There are two other absurdities in Mr Tyrie’s article worth noting. The first is that he says the IMF should have been more robust in its advice to the Eurozone. Apart from the fact that it was pretty robust, just exactly what does he expect the IMF to have said that might have prevented the second Eurozone recession? It should (and did) say less austerity, which is understandable given the central role austerity played in that second recession. That is the same austerity that in 2010-12 Mr. Tyrie thinks was sensible policy in the UK.
The second is this line. “Most ill-considered of all was the IMF’s specific policy recommendation to bring forward capital investment. Big infrastructure projects are hard enough to agree on, design and manage as it is.” Would that be infrastructure projects like flood protection for example, which were already on the drawing board but which were postponed?

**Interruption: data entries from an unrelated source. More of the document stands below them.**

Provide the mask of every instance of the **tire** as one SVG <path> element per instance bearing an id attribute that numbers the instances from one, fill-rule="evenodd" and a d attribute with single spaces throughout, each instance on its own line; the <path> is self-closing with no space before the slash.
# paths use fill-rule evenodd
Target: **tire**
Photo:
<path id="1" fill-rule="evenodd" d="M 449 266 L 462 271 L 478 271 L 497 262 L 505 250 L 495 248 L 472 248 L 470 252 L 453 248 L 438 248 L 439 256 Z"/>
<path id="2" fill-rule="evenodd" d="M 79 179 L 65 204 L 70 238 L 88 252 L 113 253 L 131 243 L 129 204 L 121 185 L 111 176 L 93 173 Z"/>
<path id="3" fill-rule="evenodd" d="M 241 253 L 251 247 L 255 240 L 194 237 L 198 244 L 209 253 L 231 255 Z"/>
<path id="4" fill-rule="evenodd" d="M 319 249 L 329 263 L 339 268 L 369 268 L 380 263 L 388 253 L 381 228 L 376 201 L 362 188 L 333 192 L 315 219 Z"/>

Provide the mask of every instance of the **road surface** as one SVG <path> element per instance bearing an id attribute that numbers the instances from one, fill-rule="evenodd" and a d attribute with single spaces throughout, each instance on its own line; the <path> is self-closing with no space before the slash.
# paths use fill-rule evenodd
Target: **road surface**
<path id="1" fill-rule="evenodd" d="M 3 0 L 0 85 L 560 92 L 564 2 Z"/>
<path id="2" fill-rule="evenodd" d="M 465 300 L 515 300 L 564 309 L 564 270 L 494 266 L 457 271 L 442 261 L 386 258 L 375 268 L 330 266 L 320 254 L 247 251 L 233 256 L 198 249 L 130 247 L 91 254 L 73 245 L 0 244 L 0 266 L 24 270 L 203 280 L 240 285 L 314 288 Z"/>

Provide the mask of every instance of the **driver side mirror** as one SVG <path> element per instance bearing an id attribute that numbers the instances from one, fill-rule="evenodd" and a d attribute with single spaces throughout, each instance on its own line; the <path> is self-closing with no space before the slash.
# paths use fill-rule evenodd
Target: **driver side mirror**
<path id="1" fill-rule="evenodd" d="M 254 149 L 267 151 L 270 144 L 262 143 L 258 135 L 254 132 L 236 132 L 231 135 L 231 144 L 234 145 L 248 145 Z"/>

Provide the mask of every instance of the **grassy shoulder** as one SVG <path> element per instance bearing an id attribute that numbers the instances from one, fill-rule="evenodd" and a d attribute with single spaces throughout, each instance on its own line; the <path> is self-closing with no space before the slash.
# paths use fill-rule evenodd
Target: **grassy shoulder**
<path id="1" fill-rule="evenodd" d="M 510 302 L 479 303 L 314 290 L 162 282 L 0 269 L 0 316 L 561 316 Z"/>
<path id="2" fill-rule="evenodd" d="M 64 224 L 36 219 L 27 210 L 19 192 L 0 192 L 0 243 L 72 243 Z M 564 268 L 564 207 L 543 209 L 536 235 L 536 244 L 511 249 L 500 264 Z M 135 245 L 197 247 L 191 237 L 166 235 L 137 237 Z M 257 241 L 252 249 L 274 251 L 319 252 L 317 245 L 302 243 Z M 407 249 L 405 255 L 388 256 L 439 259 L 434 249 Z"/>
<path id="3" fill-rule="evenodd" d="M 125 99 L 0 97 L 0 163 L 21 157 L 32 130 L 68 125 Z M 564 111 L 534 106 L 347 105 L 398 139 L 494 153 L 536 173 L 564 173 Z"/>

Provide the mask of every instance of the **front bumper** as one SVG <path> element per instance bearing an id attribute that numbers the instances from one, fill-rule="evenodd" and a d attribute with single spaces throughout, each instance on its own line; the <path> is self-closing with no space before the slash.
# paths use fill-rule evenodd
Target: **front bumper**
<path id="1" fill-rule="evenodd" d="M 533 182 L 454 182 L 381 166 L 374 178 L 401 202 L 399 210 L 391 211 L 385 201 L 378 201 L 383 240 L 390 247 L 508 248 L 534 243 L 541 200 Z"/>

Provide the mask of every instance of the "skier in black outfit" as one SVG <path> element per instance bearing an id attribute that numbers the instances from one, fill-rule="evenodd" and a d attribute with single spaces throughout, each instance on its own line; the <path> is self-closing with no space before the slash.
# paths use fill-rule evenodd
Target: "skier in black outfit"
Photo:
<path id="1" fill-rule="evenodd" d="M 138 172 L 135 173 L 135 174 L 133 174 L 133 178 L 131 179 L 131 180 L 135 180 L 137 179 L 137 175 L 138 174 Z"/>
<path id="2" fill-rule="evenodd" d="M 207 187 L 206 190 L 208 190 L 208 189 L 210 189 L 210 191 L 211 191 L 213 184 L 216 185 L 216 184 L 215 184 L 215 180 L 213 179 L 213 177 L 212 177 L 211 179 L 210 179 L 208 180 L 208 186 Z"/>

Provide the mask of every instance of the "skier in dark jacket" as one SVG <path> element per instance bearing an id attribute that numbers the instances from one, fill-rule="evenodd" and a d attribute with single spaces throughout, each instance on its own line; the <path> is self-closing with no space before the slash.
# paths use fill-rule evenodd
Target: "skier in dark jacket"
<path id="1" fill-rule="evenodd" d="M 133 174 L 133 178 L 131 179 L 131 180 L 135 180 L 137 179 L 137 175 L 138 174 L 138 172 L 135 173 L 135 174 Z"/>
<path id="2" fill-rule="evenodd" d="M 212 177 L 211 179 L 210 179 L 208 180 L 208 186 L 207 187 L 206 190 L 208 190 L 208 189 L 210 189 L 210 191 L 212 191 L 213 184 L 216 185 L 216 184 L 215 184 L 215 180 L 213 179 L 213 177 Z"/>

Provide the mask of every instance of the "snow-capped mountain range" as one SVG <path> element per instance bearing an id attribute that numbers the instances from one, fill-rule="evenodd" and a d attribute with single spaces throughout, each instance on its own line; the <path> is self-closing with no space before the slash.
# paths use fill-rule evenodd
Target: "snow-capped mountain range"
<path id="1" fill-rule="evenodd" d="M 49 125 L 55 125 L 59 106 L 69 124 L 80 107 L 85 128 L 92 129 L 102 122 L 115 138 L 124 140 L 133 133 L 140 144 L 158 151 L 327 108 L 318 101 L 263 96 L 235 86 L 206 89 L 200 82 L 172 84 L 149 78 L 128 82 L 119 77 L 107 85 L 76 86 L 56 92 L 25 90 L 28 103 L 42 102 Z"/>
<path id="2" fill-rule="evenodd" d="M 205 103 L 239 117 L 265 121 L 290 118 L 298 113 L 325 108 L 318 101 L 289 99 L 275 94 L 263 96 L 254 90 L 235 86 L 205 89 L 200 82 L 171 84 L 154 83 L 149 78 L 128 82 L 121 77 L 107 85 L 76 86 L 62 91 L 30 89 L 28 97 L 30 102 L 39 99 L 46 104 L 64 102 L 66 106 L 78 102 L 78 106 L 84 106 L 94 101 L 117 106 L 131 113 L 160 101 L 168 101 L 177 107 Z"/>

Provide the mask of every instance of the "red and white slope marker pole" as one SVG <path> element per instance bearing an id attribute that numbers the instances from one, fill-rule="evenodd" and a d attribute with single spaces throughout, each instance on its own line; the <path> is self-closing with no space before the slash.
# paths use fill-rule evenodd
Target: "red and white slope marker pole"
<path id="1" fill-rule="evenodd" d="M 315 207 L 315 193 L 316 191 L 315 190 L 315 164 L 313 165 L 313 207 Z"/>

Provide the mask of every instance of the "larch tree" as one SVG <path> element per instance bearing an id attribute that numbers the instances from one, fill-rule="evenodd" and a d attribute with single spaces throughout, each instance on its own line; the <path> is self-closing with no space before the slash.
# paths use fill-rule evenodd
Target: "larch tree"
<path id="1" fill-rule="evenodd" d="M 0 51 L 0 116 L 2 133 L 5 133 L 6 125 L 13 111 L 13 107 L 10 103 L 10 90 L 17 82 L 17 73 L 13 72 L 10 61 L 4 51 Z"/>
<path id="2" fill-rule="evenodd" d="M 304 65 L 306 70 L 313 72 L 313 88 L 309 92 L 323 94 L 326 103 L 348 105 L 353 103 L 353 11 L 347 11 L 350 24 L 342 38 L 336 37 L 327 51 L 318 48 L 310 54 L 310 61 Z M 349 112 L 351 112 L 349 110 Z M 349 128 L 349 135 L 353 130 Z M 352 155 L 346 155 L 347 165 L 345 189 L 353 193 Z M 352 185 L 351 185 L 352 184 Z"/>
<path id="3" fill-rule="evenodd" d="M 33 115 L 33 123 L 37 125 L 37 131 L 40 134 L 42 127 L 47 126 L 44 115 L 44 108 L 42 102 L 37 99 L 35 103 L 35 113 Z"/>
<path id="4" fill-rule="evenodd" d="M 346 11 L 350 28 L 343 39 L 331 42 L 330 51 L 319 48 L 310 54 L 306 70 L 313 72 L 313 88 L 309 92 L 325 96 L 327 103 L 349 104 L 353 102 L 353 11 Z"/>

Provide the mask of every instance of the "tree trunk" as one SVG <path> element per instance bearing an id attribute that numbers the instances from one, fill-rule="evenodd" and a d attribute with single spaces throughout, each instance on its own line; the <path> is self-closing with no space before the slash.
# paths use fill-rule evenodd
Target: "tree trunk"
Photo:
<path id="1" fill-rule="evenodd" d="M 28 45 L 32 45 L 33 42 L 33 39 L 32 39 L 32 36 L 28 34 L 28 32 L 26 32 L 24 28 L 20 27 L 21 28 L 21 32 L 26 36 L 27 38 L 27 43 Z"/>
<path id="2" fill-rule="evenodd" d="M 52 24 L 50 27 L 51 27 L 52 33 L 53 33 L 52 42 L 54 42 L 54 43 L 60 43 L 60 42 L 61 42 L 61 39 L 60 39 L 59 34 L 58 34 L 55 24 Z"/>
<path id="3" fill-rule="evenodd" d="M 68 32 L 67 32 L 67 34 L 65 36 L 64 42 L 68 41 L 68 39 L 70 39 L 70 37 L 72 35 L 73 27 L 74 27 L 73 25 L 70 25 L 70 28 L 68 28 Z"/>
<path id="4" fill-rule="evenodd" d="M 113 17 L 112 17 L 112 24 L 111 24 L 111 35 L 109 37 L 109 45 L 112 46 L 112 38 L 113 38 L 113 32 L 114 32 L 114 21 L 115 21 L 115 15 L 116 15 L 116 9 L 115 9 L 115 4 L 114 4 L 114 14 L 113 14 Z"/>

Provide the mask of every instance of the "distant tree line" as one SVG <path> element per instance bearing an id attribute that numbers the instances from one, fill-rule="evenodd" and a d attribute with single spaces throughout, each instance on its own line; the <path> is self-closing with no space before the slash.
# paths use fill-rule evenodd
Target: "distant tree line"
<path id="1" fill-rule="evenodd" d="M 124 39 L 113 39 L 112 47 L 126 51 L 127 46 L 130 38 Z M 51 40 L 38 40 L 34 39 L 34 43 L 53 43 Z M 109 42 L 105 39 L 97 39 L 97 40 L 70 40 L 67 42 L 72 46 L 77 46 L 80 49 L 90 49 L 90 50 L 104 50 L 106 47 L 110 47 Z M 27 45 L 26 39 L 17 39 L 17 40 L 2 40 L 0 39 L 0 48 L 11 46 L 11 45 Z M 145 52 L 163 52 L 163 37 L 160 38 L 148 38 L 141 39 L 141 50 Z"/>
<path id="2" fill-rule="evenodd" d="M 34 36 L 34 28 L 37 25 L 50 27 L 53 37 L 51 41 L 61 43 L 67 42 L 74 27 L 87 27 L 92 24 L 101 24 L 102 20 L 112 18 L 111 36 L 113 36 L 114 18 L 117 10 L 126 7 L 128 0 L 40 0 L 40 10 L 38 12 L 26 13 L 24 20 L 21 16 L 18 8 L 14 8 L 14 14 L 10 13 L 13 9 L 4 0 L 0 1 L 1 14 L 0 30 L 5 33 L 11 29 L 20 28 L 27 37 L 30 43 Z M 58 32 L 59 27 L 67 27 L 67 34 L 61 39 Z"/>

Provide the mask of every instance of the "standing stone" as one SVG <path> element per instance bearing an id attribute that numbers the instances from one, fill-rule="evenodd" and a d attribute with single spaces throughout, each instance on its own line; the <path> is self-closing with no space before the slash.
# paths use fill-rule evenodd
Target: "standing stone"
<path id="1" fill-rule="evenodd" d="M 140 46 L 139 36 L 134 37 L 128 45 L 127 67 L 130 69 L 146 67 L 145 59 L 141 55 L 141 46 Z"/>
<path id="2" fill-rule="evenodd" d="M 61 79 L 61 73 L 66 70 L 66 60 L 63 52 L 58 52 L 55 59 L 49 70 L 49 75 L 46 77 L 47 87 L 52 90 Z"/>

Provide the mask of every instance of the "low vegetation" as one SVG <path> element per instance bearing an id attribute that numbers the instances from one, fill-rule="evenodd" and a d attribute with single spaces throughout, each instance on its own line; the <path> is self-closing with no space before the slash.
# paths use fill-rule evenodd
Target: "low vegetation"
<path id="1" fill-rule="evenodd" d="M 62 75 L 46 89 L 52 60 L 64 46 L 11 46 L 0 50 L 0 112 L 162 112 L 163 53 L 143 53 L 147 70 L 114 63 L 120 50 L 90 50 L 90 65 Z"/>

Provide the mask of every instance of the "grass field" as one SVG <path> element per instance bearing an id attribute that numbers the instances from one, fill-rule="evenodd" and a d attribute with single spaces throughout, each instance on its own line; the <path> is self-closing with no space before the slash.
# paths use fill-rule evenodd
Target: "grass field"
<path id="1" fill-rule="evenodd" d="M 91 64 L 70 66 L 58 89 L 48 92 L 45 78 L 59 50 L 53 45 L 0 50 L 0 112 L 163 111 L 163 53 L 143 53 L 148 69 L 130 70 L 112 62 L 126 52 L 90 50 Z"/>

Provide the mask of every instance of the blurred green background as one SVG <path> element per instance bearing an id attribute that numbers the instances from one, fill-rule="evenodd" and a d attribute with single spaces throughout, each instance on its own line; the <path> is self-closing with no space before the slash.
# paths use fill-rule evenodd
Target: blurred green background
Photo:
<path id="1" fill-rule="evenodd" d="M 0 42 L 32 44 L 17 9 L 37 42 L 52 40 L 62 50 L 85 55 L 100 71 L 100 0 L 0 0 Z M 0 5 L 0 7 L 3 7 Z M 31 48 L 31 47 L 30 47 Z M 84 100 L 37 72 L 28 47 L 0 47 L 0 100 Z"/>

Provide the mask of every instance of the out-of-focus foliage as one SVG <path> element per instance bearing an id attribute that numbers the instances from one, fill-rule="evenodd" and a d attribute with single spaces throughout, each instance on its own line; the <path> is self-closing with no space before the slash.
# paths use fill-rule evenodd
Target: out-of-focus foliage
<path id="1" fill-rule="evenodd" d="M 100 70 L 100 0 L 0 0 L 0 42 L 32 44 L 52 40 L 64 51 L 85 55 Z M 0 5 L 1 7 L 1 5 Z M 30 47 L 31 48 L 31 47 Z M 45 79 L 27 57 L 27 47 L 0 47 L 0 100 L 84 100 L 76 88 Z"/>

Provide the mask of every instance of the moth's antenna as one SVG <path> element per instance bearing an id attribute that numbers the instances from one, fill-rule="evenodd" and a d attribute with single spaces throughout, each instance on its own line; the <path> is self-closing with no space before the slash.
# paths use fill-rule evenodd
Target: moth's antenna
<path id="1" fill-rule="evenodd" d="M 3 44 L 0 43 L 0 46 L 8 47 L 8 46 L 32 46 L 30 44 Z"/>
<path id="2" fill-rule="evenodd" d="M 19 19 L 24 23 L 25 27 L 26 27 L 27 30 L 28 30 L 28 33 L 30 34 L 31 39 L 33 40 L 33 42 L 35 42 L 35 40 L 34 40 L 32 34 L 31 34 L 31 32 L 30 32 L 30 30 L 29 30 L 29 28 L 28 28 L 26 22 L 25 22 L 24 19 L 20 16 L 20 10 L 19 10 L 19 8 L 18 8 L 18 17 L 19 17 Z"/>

Of course this article is really just a shot across the IMF’s bows. In your forthcoming report lay of the criticism about things like Help to Buy because there is an election on the way. But what Mr. Tyrie should really write about is this. On austerity the IMF were too sanguine in 2010/11, but they (and particular Olivier Blanchard) have looked at the evidence and changed their minds. That is something the UK establishment, Mr. Tyrie included, have completely failed to do.